The findings for Group II treated with Ovsynch protocol plus vit. E and Se are in agreement with Çevik et al. (2010) and Vikash et al. (2016) who reported 76.92% and 68.02±8.59% overall pregnancy rate in Ovsynch treated buffaloes, respectively. On the contrary, lower pregnancy rates have been reported by Gupta et al.  (2015), Kumar et al.  (2015), Warriach et al. (2015), Biradar et al. (2016), Karuppanasamy et al. (2017), Rathore et al. (2017) and Kaliannan et al. (2018) in buffaloes.
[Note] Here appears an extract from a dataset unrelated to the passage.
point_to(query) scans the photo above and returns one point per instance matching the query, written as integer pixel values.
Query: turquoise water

These variations may be due to the difference in treatment protocol, age, breed, parity, body condition, management, feeding and geographical location. Supplementation of vitamin E and selenium which acts as an antioxidant resulted into higher conception rate, decrease in service per conception (Khan et al., 2014)). The association of vitamin E to the estrus synchronization protocol with the use of progesterone is beneficial for the obtainment of good reproductive results (Zanella et al., 2010).

Conclusion

Postpartum anestrus buffaloes treated with CIDR based protocol along with vitamin E and Selinium exhibit intense heat symptoms and better pregnancy rate as compared to ovsynch protocol. Estrus synchronization protocol with the use of progesterone along with vitamin E and Selenium is beneficial for the obtaining optimum reproductive results.

Acknowledgement

We are thankful to the Associate Dean of college of Veterinary and Animal Sciences, Udgir for providing funds and all the facilities which are necessary to complete this research work.